Open-source Large Language Models are Strong Zero-shot Query Likelihood Models for Document Ranking

2023

Open-source Large Language Models are Strong Zero-shot Query Likelihood Models for Document Ranking

Shengyao Zhuang, Bing Liu, Bevan Koopman, and 1 more author

Oct 2023

Paper Abstract

In the field of information retrieval, Query Likelihood Models (QLMs) rank documents based on the probability of generating the query given the content of a document. Recently, advanced large language models (LLMs) have emerged as effective QLMs, showcasing promising ranking capabilities. This paper focuses on investigating the genuine zero-shot ranking effectiveness of recent LLMs, which are solely pre-trained on unstructured text data without supervised instruction fine-tuning. Our findings reveal the robust zero-shot ranking ability of such LLMs, highlighting that additional instruction fine-tuning may hinder effectiveness unless a question generation task is present in the fine-tuning dataset. Furthermore, we introduce a novel state-of-the-art ranking system that integrates LLM-based QLMs with a hybrid zero-shot retriever, demonstrating exceptional effectiveness in both zero-shot and few-shot scenarios. We make our codebase publicly available at https://github.com/ielab/llm-qlm.

@article{2310.13243v1,
  author = {Zhuang, Shengyao and Liu, Bing and Koopman, Bevan and Zuccon, Guido},
  title = {Open-source Large Language Models are Strong Zero-shot Query Likelihood
    Models for Document Ranking},
  eprint = {2310.13243v1},
  archiveprefix = {arXiv},
  primaryclass = {cs.IR},
  year = {2023},
  month = oct,
  url = {http://arxiv.org/abs/2310.13243v1},
  file = {2310.13243v1.pdf},
  eprintnover = {2310.13243}
}

Three Important Things

1. Query Likelihood Models

Document ranking is usually performed by models fine-tuned on query-document datasets.

The paper proposes a new way of using LLMs to rank the relevance of documents for a supplied query. This is done by computing the probability of generating a query given a document, i.e its query likelihood:

\[S_{Q L M}(\boldsymbol{q}, d)=\frac{1}{|\boldsymbol{q}|} \sum_t \log \operatorname{LLM}\left(q_t \mid \boldsymbol{p}, d, \boldsymbol{q}_{<t}\right),\]

i.e the perplexity of the query given the document \(d\) and the model and prompt \(\boldsymbol{p}\).

The intuition is that the more relevant a query is to a document, the higher its query likelihood. They call this paradigm the query likelihood model (QLM).

2. Extending to Multi-shot Settings

The previous formulation is a zero-shot setting. To extend this to the multi-shot setting, they used the Guided by Bad Questions template (see InPars: Data Augmentation for Information Retrieval using Large Language Models).

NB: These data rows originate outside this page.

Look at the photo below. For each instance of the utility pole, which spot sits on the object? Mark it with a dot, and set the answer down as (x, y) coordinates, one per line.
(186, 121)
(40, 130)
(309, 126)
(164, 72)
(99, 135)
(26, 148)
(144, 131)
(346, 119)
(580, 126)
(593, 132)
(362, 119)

In this template, 3 documents are provided, each accompanied by a bad and good question that pertains to it. This allows the model to learn what a good question should be.

3. Results

Zero-shot performance on pretrained-only models was surprisingly competitive. They also found that performance on instruction-tuned rerankers that did not contain question generation tasks were worse than zero-shot non-instruction tuned QLMs, indicating that instruction tuning could be harmful if the desired task was not reflected in its finetuning dataset.

Most Glaring Deficiency

Prompt format for the QLM was somewhat arbitrary. It’s also possible that the QLM may be sensitive to length, and there may be degenerate queries with low perplexity (i.e repeated phrases) but which are not actually relevant.

Conclusions for Future Work

Being able to compute a probability distribution allows you to sample from it. But sometimes, the values of the probability distribution itself could be useful!